RE: Variant Glyph Display

From: Chris Pratley (chrispr@exchange.microsoft.com)
Date: Thu Apr 10 2003 - 15:12:33 EDT

  • Next message: jameskass@att.net: "Re: Variant Glyph Display"

    Part of the PUA (starting at the bottom) is used by Word to handle EUDC
    characters from standards such as Big5, Shift-JIS etc when data from
    those charsets are mapped to Unicode.

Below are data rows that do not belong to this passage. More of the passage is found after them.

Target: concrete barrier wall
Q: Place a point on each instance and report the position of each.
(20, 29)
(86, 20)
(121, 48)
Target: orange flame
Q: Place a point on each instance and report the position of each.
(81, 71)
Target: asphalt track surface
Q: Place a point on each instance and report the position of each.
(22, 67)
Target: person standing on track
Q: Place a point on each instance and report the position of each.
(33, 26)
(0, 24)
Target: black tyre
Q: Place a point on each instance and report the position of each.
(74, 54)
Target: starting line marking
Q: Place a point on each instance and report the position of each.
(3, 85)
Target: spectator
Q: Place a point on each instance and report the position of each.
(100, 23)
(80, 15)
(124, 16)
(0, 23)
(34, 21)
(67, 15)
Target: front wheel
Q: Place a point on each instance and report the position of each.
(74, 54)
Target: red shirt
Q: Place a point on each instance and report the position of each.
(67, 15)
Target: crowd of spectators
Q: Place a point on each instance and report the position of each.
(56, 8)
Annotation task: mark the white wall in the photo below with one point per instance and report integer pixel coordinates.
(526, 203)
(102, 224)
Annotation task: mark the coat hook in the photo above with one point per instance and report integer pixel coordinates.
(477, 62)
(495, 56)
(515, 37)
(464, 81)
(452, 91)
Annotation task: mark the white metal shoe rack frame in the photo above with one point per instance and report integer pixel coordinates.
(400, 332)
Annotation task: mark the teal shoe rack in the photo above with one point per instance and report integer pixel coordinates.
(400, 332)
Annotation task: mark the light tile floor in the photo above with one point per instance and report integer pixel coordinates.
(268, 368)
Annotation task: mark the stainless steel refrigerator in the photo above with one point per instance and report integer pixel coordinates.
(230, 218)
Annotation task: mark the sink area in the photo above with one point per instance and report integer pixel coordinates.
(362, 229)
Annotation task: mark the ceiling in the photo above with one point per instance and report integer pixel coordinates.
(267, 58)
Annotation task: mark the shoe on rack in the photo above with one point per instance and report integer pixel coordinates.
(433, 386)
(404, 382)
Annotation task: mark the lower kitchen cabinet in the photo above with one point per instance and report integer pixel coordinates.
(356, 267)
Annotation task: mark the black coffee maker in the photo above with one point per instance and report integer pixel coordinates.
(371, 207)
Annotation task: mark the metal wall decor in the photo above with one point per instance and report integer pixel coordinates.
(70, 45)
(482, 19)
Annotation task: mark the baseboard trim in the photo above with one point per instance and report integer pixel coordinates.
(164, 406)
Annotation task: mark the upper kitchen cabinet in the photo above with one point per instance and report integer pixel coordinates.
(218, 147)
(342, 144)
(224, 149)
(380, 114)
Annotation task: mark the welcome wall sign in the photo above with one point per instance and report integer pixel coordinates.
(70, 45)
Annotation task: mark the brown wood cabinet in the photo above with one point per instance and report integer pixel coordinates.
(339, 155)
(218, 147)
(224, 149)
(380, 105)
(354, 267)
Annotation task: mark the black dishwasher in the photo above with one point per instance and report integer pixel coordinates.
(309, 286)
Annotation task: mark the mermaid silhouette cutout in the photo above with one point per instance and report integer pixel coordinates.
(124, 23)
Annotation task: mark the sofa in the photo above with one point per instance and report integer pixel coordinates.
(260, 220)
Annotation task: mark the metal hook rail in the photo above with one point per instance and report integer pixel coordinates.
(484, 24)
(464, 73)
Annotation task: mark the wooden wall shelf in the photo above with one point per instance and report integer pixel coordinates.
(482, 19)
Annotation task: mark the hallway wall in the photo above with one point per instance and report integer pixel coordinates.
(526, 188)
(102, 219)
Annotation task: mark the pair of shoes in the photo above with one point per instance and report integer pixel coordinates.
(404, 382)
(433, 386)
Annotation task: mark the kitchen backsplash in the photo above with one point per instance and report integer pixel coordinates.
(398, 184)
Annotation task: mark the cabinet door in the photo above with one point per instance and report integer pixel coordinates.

    Word uses a portion of the PUA (actually Windows does this mapping), to
    hold this data. Since those EUDC characters are expecting Asian layout
    characteristics, font binding, etc, we internally make some assumptions
    about that part of the PUA (realistically this is by far the most common
    usage of that region). Also, if we don't make those assumptions, then
    plain-text "EUDC" text copied from say notepad to Word as Unicode text
    would not pick up the required Asian properties. Lots of existing apps
    place only plain text on the clipboard (Unicode or local code page such
    as Big5), so we have to assume the Asian properties or things don't work
    for those EUDC characters.

    There are other parts of the PUA that are not bound this way in Word
    that can be used for whatever purpose (the higher ranges primarily).
    We've also been asked by some users to assign part of the PUA as
    "assumed Complex" or "assumed bi-di" to help out with minority scripts
    with those properties. Hasn't happened yet. It's obviously not a perfect
    solution, but the PUA is not perfect by design - it was meant as a way
    to handle this sort of uncategorized stuff, but never expected to handle
    it gracefully until these characters get properly encoded.

    Chris

    -----Original Message-----
    From: unicode-bounce@unicode.org [mailto:unicode-bounce@unicode.org] On
    Behalf Of Rick McGowan
    Sent: Thursday, April 10, 2003 9:27 AM
    To: unicode@unicode.org
    Subject: Re: Variant Glyph Display

    By the way, in looking at the web site James Kass mentioned, I find:

    > Note: I would have preferred to place these characters in the Private
    Zone
    > in the F0000 range, but Microsoft Word recognises characters in this
    zone
    > as Chinese, and changes fonts automatically, messing up the text. A
    major
    > hassle. Hopefully, Microsoft will catch on to the current Unicode
    > encoding, and it won't be a problem anymore to use the Private Zone.

    Can anyone comment on the accuracy/applicability of the above quote? Is

    this only the case with older Word versions? Or what?